Martin Rosemann: „Vor allem die Energiewende und Familien werden finanziell unterstützt“

Insgesamt 70,9 Millionen Euro an KfW-Fördergeldern flossen 2019 in den Landkreis Tübingen, teilt der SPD-Bundestagsabgeordnete Martin Rosemann mit: „Doch die Zahlen der KfW zeigen auch, was gefördert wurde und das ist vor allem die Energiewende – also die energetische Sanierung von Gebäuden.“ Allein 36,3 Millionen Euro gingen in knapp 1000 Projekte in diesen Bereich. Auf Digitalisierung, Nachhaltigkeit und Energieeffizienz wolle die KfW auch im Jahr 2020 setzen. „Das Klimaschutzprogramm 2030 wird hier einen wichtigen Teil ausmachen“, erklärt Rosemann.

„Daneben, wie auch bereits im letzten Jahr, stand im Landkreis die Förderungen zum altersgerechten Wohnen mit etwa 300 Projekten hoch im Kurs“, so der Tübinger. Doch der mit Abstand größte Teil aus dem Bereich Wohnen und Leben sei das Baukindergeld mit 6,9 Millionen Euro, die 2019 in den Kreis Tübingen gingen. „Das Baukindergeld erreicht die richtigen Familien, das ist wichtig: 60 Prozent der Empfängerinnen und Empfänger des Baukindergelds haben ein Haushaltseinkommen, das unter 40 000 Euro jährlich liegt“, das zeigte die ihm vorliegende Statistik deutlich, betont der SPD-Bundestagsabgeordnete.

Bundesweit bezahlte die KfW knapp 80  Milliarden Euro aus.
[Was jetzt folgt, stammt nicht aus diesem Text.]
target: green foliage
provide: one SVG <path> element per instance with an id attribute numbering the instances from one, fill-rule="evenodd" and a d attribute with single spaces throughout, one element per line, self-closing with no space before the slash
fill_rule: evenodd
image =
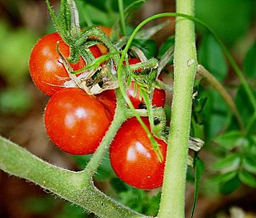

Neben den Förderungen für private Antragstellerinnen und Antragsteller, flossen auch 4,3 Millionen Euro in die kommunale und soziale Infrastruktur im Kreis Tübingen. Die Mittelstandsbank förderte außerdem Unternehmen und Gründungen mit rund 12 Millionen Euro in der Region.